Le gouvernement de l'époque accusé de mentir
Les attentats de la gare d'Atocha, appelés en Espagne "le 11-M", se déroulent dans un contexte politique très chargé, puisque le pays est dans la dernière ligne droite d'une campagne électorale, des législatives devant avoir lieu trois jours plus tard. Le Parti populaire (droite) du Premier ministre sortant José María Aznar est donné favori face au Parti socialiste de José Luis Rodríguez Zapatero. Un an plus tôt, Madrid a décidé de se ranger aux côtés des États-Unis et de participer à l'invasion de l'Irak de Saddam Hussein, malgré l'opposition de l'opinion publique espagnole.
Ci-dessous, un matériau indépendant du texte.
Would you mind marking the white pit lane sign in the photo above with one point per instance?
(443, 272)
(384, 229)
Dans les mois qui ont suivi, ben Laden a menacé de représailles les pays ayant participé à l'invasion. Pourtant, le gouvernement désigne immédiatement l'ETA comme responsable du massacre d'Atocha et n'en démordra jamais, malgré l'accumulation des indices en sens contraire. La piste de l'ETA ne va, en effet, pas tenir longtemps, car les enquêteurs remontent très vite vers les auteurs de la tuerie, notamment grâce à trois bombes qui n'ont pas explosé et qui sont retrouvées dans des sacs à dos ou des sacs de sport.
Surtout, al-Qaïda revendique les attentats, les présentant comme des représailles à la participation de l'Espagne à la guerre en Irak. Les réseaux sociaux n'existent pas encore, mais les doutes sur la version gouvernementale se répandent rapidement dans le pays. A tel point que les nombreuses manifestations qui rassemblent des millions de personnes dans toute l'Espagne le vendredi 12 sont très hostiles vis-à-vis du pouvoir, accusé de mentir. On ne parle pas encore de désinformation.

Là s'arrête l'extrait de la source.